Wynton’s Blog

Crossover to What? (Part II)

In the 70's the American music industry and national radio became almost completely segregated. The industry and the country (all of us went along with it) used code words. R&B meant black, Rock 'n' Roll and Pop meant white. Michael Jackson was popular but his heartfelt song to a rat (Ben), even though he did a credible job in an incredible situation, cost him on the street (whatever that means).

Anyway, by the mid 70's, the two great, black, pop bands conceptually were Parliament Funkadelic and Earth, Wind and Fire. There was 'party, shake your booty, and love music' represented by the Commodores, Smokey, and the Ohio Players amongst others, and there was consciousness music represented mainly by Stevie Wonder, Marvin Gaye, and one of the few integrated bands, War. The Jackson 5 faded from view.

In the late 70's, the Bee Gees had their smash hit with 'Saturday Night Fever'. Even though much of that music was superior to what followed, their enormous success ushered in the mindless and tasteless exuberance of disco which dramatically changed the music-to-entertainment ratio in pop music. With disco, the beat was the star and it didn't have to be funky or deep in any discernable pocket — it simply had to BE there. Reemerge Michael Jackson now a young man, wispy and can dance; a throwback to an earlier era of entertainment even though just in the bloom of young manhood. This was a critical juncture in Afro-American popular music. Of course generations always like to think the crises of their times are new and definitive for all times when they are often repetitions of past problems or unresolved issues that keep coming around. Michael Jackson and the decisions he and his peers made on behalf of American music would seal a direction for popular music that continues today.

These are the components of their styles:

1) Emphasis on technological achievements in lieu of artistic achievement.

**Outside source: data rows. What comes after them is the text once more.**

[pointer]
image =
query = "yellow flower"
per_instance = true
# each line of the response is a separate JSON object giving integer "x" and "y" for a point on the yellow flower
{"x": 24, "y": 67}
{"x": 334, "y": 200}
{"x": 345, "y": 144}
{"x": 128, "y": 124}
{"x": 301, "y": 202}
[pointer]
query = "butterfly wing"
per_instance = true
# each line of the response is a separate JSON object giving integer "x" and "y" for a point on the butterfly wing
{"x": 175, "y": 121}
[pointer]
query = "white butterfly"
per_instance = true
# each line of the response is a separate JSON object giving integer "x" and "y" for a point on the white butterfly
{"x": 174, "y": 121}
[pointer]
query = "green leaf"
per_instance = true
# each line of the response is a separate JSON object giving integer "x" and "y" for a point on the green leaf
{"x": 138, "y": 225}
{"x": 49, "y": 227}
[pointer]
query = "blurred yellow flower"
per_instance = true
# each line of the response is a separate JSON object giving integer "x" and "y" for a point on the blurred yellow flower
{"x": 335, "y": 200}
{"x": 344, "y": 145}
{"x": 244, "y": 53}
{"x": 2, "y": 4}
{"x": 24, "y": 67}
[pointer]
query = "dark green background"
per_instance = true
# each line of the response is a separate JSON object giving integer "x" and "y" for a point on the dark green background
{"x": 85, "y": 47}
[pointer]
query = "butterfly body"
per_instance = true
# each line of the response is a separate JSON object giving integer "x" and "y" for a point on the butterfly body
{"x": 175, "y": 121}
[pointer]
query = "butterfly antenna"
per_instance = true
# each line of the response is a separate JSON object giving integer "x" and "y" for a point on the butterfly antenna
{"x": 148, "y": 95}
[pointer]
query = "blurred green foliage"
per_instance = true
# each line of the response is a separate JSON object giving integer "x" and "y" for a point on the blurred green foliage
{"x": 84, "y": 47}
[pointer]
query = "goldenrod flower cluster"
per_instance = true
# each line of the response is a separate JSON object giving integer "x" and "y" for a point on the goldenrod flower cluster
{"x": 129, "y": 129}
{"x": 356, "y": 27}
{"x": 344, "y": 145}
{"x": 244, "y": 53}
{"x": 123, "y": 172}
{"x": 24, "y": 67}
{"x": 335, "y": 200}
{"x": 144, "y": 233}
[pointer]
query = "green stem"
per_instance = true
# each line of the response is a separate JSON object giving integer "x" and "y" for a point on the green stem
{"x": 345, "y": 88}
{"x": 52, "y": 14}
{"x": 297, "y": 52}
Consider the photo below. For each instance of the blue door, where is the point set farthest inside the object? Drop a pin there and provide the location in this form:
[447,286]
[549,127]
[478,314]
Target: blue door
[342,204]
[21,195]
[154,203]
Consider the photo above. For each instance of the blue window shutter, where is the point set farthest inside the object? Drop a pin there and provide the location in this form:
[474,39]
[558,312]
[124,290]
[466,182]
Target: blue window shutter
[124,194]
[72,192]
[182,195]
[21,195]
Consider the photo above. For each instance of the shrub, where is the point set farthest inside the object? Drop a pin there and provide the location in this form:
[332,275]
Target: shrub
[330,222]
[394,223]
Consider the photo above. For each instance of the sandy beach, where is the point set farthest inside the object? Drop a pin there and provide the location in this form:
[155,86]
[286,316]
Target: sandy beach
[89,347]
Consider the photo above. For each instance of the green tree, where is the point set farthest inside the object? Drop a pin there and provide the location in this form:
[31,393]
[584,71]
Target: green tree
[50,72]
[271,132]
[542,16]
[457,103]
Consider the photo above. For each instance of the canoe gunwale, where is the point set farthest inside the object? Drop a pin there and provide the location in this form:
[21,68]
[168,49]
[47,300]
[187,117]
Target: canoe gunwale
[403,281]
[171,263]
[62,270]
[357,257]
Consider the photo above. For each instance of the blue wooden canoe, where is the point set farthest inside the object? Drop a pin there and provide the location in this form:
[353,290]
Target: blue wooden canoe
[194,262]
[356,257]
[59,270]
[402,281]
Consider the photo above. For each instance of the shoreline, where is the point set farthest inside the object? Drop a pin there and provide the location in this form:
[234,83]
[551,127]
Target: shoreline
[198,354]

2) Fantasy as the principal commodity—fun and the creation of excitement with technology and loud theatrical elements replaces the creation of excitement through communication of musical ideas and a shared music.

3) Dance and visual elements like literally running around the stage and/or imitating guitar players in front of them (while they're playing) take precedent over musical ones—-the music is purely background with the exception of the song line (generally a lot of repeated notes) and the beat (generally something so static a machine can play it).

4) Afro-American musical imperatives, such as the blues timbre, virtuoso instrumental improvisation, and a highly personalized dance-beat relationship that produced so many great rhythm sections, are devalued as if these elements are somehow less 'progressive'. (In the 80's rap was to counter state this trend only to succumb, in a few years, to a plantation-minstrel version of Afro-American entertainment that replaced musical objectives with socio-pathology which got so deep some of the musicians ACTUALLY ended up dead or going to prison to prove the 'authenticity' of their confused conception of blackness).

5) The artifact takes years to produce because production values and studio effects replace actual musical sophistication.

6) The only concerns for the finished 'product' are commercial. If it sells, it's good- if it sells more, it is grreeeat!

7) A critical community more concerned with not killing the goose laying the golden eggs than assessing the value of music in relation to what preceded it (very much akin to loan officers who loaned money indiscriminately in order to scam secondary investors with bogus unrecoupable debt—-beware buyer! your protector is part of the game). This was a perfect concoction for the specific genius of Michael Jackson. A great dancer with good looks and unquestioned pedigree in the Afro-American tradition (a real crossover doesn't feel as triumphant unless you're actually the thing you're crossing over from). A fan base (cognizant of the pressures of being a child star) that wanted to see what Michael would become as a young man. A point in history when spectacular production values and an expanded media penetration provided the MEANS—— and the lack of national music education as well as the insistence on forcing entertainment to also carry the weight of music (akin to asking fast foods to represent a whole cuisine) provided the WAY for an ill equipped populace to be exploited and thrilled about it at the same time.